Song by the Weeknd

from the album Starboy
- Released: November 25, 2016
- Studio: MXM (Los Angeles, California) MXM, Wolf Cousin Studios (Stockholm, Sweden)
- Genre: Electro-funk
- Length: 3:40
- Label: XO; Republic;
- Songwriters: Abel Tesfaye; Max Martin; Peter Svensson; Savan Kotecha; Ali Payami; Ahmad Balshe; Jason Quenneville;
- Producers: Ali Payami; Max Martin;

= A Lonely Night =

2016 song by the Weeknd

"A Lonely Night" is a song by Canadian singer-songwriter the Weeknd from his third studio album Starboy (2016). It was written by the Weeknd, Peter Svensson, Savan Kotecha, Belly, DaHeala, and produced by Ali Payami and Max Martin. The song was the subject of a copyright infringement lawsuit.

== Composition ==
"A Lonely Night" is a post-disco inspired electro-funk song with a prominent staccato bassline and a drum beat reminiscent of that used on Michael Jackson's "Billie Jean". It is composed in the key of G minor.

Lyrically, the song is a warning against a woman getting too attached in a relationship. Where he states "There's nothing between us". Making connections to the album's reoccurring theme of teetering on the verge of greatness but being held back by loneliness and the need for a relationship.

== Critical reception ==
The song was well received by music critics, with many complimenting the song's catchiness, production and the Weeknd's throwback sound inspired by Michael Jackson. Kirsten Spruch from baeblemusic.com named it "Song of the Day" on November 29, 2016, saying that "The bubbly synth-basses and catchy chorus make for a song you can't not dance to."

== Chart performance ==
Like the rest of the tracks from Starboy, "A Lonely Night" charted on the US Billboard Hot 100, reaching number 69. The song also charted and peaked at number 40 on the Canadian Hot 100. Despite not being released as a single, the song managed to chart within the Canadian Hot AC Airplay chart, peaking at number 45 and charting for three weeks.

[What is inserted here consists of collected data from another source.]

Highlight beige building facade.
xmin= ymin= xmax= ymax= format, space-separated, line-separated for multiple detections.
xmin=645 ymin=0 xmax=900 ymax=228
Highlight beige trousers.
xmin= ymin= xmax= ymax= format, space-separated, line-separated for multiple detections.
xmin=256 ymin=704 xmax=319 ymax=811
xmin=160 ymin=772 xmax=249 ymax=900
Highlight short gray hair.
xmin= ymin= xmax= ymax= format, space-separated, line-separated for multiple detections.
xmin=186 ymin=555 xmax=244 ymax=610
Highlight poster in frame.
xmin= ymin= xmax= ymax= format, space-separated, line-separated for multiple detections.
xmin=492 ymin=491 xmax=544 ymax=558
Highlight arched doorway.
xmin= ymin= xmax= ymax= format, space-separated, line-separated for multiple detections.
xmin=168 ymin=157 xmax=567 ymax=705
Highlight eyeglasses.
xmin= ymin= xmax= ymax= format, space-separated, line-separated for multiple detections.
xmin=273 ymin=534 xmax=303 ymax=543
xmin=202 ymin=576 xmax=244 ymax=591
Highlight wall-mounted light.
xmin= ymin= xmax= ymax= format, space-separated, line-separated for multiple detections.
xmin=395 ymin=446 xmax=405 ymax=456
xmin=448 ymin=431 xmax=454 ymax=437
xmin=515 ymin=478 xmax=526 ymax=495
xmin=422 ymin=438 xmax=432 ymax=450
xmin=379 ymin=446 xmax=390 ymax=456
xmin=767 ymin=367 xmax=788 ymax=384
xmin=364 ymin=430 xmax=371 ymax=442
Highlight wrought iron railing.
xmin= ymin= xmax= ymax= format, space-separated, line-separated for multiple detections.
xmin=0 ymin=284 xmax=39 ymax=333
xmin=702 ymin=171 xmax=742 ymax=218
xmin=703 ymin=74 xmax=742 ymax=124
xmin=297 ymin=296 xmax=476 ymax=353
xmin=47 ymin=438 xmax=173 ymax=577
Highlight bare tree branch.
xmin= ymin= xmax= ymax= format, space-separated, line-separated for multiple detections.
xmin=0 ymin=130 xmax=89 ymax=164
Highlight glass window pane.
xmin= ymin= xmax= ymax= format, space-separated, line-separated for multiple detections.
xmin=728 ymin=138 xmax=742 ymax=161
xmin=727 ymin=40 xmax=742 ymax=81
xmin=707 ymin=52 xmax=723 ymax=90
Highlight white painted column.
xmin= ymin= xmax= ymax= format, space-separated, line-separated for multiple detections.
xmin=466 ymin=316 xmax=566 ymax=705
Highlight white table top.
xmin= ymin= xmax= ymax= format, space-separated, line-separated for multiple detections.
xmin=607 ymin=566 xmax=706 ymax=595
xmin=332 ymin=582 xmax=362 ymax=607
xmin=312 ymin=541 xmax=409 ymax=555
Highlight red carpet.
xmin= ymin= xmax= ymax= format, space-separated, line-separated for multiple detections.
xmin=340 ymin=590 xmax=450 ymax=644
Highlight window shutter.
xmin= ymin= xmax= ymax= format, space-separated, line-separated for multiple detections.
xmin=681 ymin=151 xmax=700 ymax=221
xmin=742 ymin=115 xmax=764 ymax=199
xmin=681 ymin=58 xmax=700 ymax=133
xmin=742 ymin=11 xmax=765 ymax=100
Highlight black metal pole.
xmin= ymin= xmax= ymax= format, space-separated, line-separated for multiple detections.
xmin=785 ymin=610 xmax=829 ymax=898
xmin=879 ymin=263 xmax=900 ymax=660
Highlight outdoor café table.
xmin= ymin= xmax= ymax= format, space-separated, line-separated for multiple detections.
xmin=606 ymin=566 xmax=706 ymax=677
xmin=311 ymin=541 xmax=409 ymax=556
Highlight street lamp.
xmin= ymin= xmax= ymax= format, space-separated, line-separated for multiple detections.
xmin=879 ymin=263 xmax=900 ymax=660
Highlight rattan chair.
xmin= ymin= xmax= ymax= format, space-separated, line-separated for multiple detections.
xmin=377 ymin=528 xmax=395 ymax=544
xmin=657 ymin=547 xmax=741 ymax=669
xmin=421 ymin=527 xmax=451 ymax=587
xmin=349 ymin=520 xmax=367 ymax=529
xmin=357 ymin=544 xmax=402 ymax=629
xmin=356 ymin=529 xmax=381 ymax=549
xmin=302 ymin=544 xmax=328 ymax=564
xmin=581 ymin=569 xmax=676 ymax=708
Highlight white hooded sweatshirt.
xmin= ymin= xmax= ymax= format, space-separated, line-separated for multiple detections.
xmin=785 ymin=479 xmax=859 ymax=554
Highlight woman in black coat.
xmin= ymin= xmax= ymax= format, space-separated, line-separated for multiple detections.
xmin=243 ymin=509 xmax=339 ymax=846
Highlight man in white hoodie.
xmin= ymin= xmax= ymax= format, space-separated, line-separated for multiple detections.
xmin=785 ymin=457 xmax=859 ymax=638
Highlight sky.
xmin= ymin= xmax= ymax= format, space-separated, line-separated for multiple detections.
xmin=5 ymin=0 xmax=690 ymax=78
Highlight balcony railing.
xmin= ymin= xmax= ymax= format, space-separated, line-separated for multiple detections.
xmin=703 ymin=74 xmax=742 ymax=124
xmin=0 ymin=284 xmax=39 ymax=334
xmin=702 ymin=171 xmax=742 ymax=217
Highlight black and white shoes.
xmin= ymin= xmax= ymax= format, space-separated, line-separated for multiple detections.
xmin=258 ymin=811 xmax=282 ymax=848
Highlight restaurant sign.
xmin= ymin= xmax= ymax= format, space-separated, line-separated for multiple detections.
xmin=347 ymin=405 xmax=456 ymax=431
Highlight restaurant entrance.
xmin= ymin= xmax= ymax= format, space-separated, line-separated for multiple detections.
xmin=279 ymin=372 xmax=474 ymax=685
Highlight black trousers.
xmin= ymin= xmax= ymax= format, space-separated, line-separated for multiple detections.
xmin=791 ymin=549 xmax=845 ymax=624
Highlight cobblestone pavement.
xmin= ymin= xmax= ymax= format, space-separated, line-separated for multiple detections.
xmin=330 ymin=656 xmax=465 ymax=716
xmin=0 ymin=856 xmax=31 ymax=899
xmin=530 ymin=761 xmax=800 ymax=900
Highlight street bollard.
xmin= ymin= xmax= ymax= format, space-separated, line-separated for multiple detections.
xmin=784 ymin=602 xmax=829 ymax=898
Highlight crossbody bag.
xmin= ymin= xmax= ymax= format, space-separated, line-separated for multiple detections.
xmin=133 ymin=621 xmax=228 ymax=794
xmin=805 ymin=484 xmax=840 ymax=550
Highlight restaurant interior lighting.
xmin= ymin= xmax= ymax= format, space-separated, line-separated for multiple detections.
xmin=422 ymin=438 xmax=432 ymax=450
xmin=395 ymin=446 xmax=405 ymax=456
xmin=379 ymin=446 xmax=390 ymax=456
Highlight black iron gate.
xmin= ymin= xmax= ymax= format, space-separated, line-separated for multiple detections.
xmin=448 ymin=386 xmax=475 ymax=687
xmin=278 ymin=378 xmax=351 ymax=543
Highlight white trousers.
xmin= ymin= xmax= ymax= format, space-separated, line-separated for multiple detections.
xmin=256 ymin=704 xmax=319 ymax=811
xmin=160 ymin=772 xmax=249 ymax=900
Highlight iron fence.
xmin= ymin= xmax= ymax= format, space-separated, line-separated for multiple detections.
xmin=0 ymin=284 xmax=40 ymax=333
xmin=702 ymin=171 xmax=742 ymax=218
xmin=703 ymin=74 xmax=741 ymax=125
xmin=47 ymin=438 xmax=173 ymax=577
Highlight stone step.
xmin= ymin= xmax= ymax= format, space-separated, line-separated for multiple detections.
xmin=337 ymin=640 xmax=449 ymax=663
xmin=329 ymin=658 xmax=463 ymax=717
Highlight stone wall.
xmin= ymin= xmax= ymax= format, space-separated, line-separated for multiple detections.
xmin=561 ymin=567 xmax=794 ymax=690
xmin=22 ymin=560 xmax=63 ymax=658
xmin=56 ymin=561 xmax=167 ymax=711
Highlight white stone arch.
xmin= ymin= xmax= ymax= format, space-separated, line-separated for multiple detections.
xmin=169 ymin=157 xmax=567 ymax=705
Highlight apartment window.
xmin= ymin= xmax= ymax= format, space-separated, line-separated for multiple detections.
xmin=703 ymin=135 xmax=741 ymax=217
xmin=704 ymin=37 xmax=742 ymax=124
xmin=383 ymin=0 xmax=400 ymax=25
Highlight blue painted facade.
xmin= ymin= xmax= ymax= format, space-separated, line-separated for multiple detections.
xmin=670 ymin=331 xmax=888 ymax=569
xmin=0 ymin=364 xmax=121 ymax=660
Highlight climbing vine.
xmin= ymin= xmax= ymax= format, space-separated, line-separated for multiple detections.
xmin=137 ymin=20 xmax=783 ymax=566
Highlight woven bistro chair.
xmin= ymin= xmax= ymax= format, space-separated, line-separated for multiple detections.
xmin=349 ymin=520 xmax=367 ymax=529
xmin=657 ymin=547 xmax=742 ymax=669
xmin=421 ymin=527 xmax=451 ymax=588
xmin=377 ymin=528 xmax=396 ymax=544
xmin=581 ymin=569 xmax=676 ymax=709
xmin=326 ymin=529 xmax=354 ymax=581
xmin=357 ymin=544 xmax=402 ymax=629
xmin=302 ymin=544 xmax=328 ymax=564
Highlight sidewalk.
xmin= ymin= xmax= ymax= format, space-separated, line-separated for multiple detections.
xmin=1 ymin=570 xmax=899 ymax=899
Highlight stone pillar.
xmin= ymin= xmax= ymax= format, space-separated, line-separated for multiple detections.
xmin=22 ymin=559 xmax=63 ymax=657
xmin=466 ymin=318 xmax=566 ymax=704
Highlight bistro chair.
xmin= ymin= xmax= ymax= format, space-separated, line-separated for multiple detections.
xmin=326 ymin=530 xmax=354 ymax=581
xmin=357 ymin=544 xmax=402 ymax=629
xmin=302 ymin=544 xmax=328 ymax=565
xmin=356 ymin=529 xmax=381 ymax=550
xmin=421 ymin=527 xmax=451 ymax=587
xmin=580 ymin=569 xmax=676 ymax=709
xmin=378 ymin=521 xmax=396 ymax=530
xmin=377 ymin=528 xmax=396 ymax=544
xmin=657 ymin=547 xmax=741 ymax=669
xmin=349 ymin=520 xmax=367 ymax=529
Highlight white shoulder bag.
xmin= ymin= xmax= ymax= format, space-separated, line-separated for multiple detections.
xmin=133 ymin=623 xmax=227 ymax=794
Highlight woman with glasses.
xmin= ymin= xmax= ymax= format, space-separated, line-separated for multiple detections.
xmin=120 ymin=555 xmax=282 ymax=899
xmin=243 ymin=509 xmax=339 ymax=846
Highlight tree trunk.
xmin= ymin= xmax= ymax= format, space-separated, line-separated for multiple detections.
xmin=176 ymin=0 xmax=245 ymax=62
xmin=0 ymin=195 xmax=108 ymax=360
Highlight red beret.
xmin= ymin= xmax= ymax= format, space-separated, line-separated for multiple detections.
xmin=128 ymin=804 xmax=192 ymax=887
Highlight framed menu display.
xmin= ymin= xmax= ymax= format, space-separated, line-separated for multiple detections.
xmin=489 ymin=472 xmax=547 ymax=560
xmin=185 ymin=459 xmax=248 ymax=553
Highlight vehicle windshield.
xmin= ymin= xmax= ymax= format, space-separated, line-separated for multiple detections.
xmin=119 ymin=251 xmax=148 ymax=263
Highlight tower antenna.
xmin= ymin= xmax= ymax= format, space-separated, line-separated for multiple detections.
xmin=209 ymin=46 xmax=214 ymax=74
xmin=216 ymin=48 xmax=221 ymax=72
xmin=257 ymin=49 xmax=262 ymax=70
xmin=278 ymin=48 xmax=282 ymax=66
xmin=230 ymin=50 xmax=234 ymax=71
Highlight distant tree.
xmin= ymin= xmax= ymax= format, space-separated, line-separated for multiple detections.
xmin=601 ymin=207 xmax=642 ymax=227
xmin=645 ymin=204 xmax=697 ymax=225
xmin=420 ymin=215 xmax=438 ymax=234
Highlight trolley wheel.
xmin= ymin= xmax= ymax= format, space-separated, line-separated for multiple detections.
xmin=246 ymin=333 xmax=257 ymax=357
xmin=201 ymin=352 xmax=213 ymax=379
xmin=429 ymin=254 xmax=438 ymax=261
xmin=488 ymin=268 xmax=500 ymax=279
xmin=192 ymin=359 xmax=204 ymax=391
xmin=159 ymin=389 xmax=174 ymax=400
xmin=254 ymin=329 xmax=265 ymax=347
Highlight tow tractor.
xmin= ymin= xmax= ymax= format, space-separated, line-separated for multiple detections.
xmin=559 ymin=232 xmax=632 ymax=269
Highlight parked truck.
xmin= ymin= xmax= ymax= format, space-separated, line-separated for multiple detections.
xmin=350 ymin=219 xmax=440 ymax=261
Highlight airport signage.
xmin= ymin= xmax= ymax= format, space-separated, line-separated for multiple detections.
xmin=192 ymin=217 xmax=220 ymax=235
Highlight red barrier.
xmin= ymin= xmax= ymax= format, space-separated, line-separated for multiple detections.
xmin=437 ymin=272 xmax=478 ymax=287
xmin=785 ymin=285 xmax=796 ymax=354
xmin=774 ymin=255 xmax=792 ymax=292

== Copyright infringement lawsuit ==
In 2019, three British songwriters: Williams "Billy" Smith, Brian Clover and Scott McCulloch sued the Weeknd and Belly for copyright infringement. They claimed that the 2016 Starboy track was a blatant copy of their 2004 song "I Need to Love". The songwriters demanded an unspecified amount of damages, alongside $150,000 per infringement and forensic accounting to figure out how much they felt they were owed. During the trial, the Weeknd was represented by UK law firm Russels. The copyright case was later won by the Weeknd after a ruling by the Central District Court of California. The Smith, Clover, McCulloch v. The Weeknd case was the second infringement lawsuit against a track from Starboy.

== Charts ==

| Chart (2016–2017) | Peak position |
|---|---|
| Canada Hot 100 (Billboard) | 40 |
| Canada Hot AC (Billboard) | 45 |
| Czech Republic Singles Digital (ČNS IFPI) | 72 |
| France (SNEP) | 117 |
| Ireland (IRMA) | 69 |
| Netherlands (Single Top 100) | 72 |
| Portugal (AFP) | 57 |
| Slovakia Singles Digital (ČNS IFPI) | 29 |
| Sweden (Sverigetopplistan) | 67 |
| UK Singles (OCC) | 53 |
| UK Hip Hop/R&B (OCC) | 11 |
| US Billboard Hot 100 | 69 |
| US Hot R&B/Hip-Hop Songs (Billboard) | 37 |

== Certifications ==

| Region | Certification | Certified units/sales |
| Canada (Music Canada) | Gold | 40,000^{‡} |
| United Kingdom (BPI) | Silver | 200,000^{‡} |
^{‡} Sales+streaming figures based on certification alone.